SUBANG, TINTAHIJAU.com – Pondok Pesantren Mumtaz Mizani Subang dipersiapkan menjadi pusat pembinaan prestasi di lingkungan jaringan pendidikan Al-Mizan.
Penguatan itu ditegaskan melalui In House Training (IHT) Al-Mizan 2026 yang menjadi momentum penyamaan visi, peningkatan kualitas sumber daya manusia, sekaligus penguatan keunggulan setiap lembaga di bawah naungan Al-Mizan.
Mengusung tema “Bertumbuh Bersama, Menguatkan Keunggulan”, kegiatan tersebut menegaskan komitmen Al-Mizan dalam menghadirkan pendidikan yang adaptif terhadap perkembangan zaman tanpa meninggalkan nilai-nilai keislaman dan kepesantrenan.
Pimpinan Pondok Pesantren Al-Mizan mengatakan, setiap lembaga dalam jaringan Al-Mizan memiliki fokus pengembangan yang berbeda sesuai kebutuhan masyarakat di wilayah masing-masing. Untuk Mumtaz Mizani Subang, arah pengembangan difokuskan pada pembinaan prestasi akademik dan nonakademik.
“Mumtaz Mizani Subang kami siapkan sebagai pusat pembinaan prestasi, mulai dari olimpiade madrasah, sains, olahraga, seni hingga Musabaqah Tilawatil Qur’an (MTQ). Kami ingin melahirkan generasi Qur’ani yang tidak hanya unggul dalam ilmu agama, tetapi juga mampu berprestasi di berbagai bidang,” ujarnya.
Pondok Pesantren Mumtaz Mizani Subang merupakan fasilitas asrama dan pendidikan pesantren unggulan yang telah diresmikan oleh Kantor Wilayah Kementerian Agama Provinsi Jawa Barat. Berlokasi di Jalan Palabuan, Kelurahan Sukamelang, Kecamatan Subang, pesantren ini mengusung konsep pendidikan terpadu yang menitikberatkan pada pembentukan karakter Qur’ani sekaligus pengembangan prestasi akademik para santri.
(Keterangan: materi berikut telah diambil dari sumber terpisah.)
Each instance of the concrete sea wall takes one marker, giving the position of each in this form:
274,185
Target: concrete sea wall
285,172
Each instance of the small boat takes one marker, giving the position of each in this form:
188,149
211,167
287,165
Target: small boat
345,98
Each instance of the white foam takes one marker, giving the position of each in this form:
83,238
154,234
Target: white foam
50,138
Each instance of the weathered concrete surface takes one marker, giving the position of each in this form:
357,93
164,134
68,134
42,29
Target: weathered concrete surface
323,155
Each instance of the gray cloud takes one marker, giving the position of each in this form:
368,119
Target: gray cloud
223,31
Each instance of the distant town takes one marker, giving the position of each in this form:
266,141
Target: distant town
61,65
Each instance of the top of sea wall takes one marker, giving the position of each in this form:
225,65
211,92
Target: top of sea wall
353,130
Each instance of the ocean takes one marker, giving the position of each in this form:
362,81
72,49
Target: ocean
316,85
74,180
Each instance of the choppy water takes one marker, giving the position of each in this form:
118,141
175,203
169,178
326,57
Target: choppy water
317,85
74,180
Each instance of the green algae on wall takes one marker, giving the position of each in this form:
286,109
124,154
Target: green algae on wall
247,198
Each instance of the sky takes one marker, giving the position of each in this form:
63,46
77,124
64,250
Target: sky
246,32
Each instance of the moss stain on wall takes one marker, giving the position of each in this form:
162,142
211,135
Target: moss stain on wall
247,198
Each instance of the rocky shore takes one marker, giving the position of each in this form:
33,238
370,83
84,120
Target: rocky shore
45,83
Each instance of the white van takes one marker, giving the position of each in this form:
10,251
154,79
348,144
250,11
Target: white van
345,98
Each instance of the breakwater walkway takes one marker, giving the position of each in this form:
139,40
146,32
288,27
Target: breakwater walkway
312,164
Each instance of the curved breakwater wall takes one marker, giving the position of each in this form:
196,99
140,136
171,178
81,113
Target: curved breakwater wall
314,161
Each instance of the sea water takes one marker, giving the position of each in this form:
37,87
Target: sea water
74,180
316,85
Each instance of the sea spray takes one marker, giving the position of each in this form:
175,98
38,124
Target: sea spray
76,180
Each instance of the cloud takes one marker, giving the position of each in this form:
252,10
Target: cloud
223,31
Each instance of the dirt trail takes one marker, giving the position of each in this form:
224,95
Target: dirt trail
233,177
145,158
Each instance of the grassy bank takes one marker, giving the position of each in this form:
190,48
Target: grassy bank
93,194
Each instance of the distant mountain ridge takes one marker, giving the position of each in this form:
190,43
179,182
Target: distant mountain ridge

Selain Mumtaz Mizani Subang, Al-Mizan juga mengembangkan keunggulan spesifik di setiap lembaganya. Al-Mizan Jatiwangi difokuskan pada pendidikan berwawasan universal, penguatan kajian keislaman, interfaith dialogue, serta pengembangan Komunitas Digital Pesantren (Kodipest).
Al-Mizan Wanajaya menjadi pusat pendidikan ekologi, Al-Mizan Cimalaka mengembangkan pendidikan kesehatan masyarakat berbasis keterampilan, sedangkan Al-Mizan Ciledug berfokus pada pendidikan inklusif bagi penyandang disabilitas.
Meski memiliki karakter yang berbeda, seluruh lembaga Al-Mizan dipersatukan oleh lima kajian utama yang menjadi ruh pendidikan, yakni Kajian Al-Qur’an, Kajian Kitab Kuning, Kajian Ekologi, Kajian Literasi, dan Kajian Suluk Mizani.
Menurut pimpinan pesantren, In House Training 2026 tidak hanya bertujuan meningkatkan kompetensi tenaga pendidik, tetapi juga memperkuat kolaborasi antarlembaga agar mampu menjawab tantangan pendidikan di masa depan.
“Keunggulan setiap lembaga adalah kekuatan bersama. Dengan semangat bertumbuh bersama, kami ingin menghadirkan pendidikan pesantren yang berkualitas, relevan dengan kebutuhan zaman, sekaligus tetap kokoh dalam nilai-nilai Islam,” pungkasnya.